您的位置:首页 > 其它

An overview of the ARM architecture

2012-07-23 14:43 453 查看
ARM architecture versions
The ARM architecture has been through several revisions since its emergence in the mid 1980’s. The most recent version, ARMv7, is implemented in the Cortex range of processors. The architecture is defined in three “profiles”, the ‘A’ profile or Application-class
processors, ‘R’ for Real-time and ‘M’ for microcontroller devices.

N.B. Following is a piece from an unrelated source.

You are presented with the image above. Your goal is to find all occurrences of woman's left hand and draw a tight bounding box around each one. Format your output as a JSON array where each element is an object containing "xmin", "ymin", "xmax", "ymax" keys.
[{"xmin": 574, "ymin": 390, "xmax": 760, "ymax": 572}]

ARMv7-A is currently implemented in the Cortex-A5, Cortex-A8, Cortex-A9 and Cortex-A15 processors and supports fully-featured application class devices capable of running platform Operating Systems such as Linux, Windows Mobile etc. It provides full virtual
memory support and optional media processing, security and virtualization extensions.

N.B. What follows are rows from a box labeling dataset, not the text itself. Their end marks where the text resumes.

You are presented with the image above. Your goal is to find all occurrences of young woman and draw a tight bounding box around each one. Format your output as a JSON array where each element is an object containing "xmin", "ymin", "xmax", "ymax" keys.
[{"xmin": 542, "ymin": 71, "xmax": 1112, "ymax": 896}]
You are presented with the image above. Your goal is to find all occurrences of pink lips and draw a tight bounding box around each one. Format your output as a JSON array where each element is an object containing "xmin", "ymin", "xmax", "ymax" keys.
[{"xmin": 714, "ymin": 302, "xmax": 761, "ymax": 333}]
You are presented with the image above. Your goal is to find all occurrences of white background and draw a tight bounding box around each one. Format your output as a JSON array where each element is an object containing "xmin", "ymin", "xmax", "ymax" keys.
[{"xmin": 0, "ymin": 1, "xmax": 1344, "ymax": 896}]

ARMv7-R is available in the Cortex-R4 and Cortex-R5 and is targeted at applications which require hard, predictable real-time performance. Devices incorporating a Cortex-R4 processor are used, for instance, in engine management systems, hard disk drive controllers
and mobile baseband processors.

ARMv7-M is used in microcontroller-type devices, principally those based around the Cortex-M3 and Cortex-M4 processors. This profile supports a subset of features in the v7-A and v7-R profiles aimed at enabling devices which maximize power efficiency and
minimize cost. The architecture incorporates many features common in the microcontroller world e.g. bit-banding, hardware interrupt pre-emption etc.

In this document, we assume that the target ARM platform is built around an ARMv7-A processor. Unless explicitly stated otherwise, we refer to the ARMv7-A architecture including the security, advanced SIMD, floating point, Java acceleration and multiprocessing
extensions as described in section 2.2 below.

In addition, we consider implementations of the ARMv7-A architecture which include the 40-bit physical addressing (LPAE) and virtualization extensions described in sections 2.2.5 and 2.2.6 below. These extensions are supported by the ARM Cortex-A15 processor.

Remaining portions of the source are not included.